I hear you loud and clear on the varnish cambric.
I come from an age where there were no Polaris taps and I had to use ring lugs with bolts and washers or split bolts (bugs/kearny's).

Then insulating with three different (3) materials.

Varnish - _Wrap varnish tape sticky side up for the first layer._
Rubber Tape (Scotch)?
Plastic Tape Scotch 33
Friction Tape

Way back, the varnish tape had no glue. No sticky side.
We never let the varnish tape sticky side to come in contact with the connection. Wrap first few turns with sticky side up. Then rotate to finish sticky wrapping. Tight.
Then a good layer of rubber (The wide thick rubber) soften all corners. Finish with several wraps of Friction tape. 

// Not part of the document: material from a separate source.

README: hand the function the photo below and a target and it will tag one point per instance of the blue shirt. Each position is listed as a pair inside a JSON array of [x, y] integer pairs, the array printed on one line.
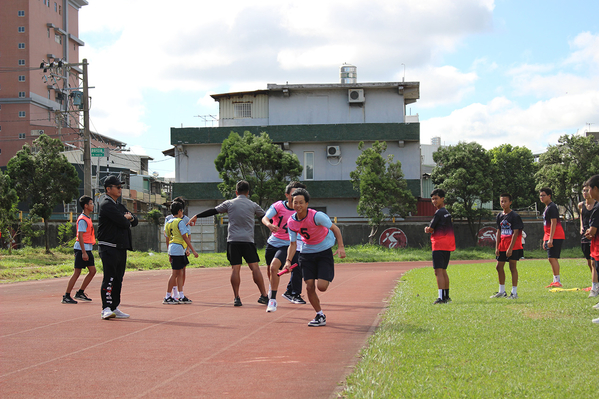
[[321, 219]]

The friction tape is old school and I am not sure they even make it anymore. It has little if any dialectic strength/rating.
But, it is tough and a provides very good mechanical protection.


----------



## micromind (Aug 11, 2007)

ampman said:


> what type of starter did you use for that


Soft start with a bypass contactor.


----------



## sparky970 (Mar 19, 2008)

We just did a 500hp, 480v motor and drive fed with parallel 500's. Motor had 3 wires per phase in the peckerhead, which was about the size of a toaster. We ended up putting. A 24" x 24" NEMA 4x j-box on it. Mill spec is lug and tape. Double half lap of VC, 130c, and 33


----------



## Cow (Jan 16, 2008)

sparky970 said:


> We just did a 500hp, 480v motor and drive fed with parallel 500's. Motor had 3 wires per phase in the peckerhead, which was about the size of a toaster. We ended up putting. A 24" x 24" NEMA 4x j-box on it. Mill spec is lug and tape. Double half lap of VC, 130c, and 33


You have to wonder if the people who design motors have ever actually wired them? I've wired a bunch of motors with small peckerheads at 480v, I have no idea how they expect you to ever be able to wire them for 240V!!!! Thank god it's almost all 480 3 phase around here!


----------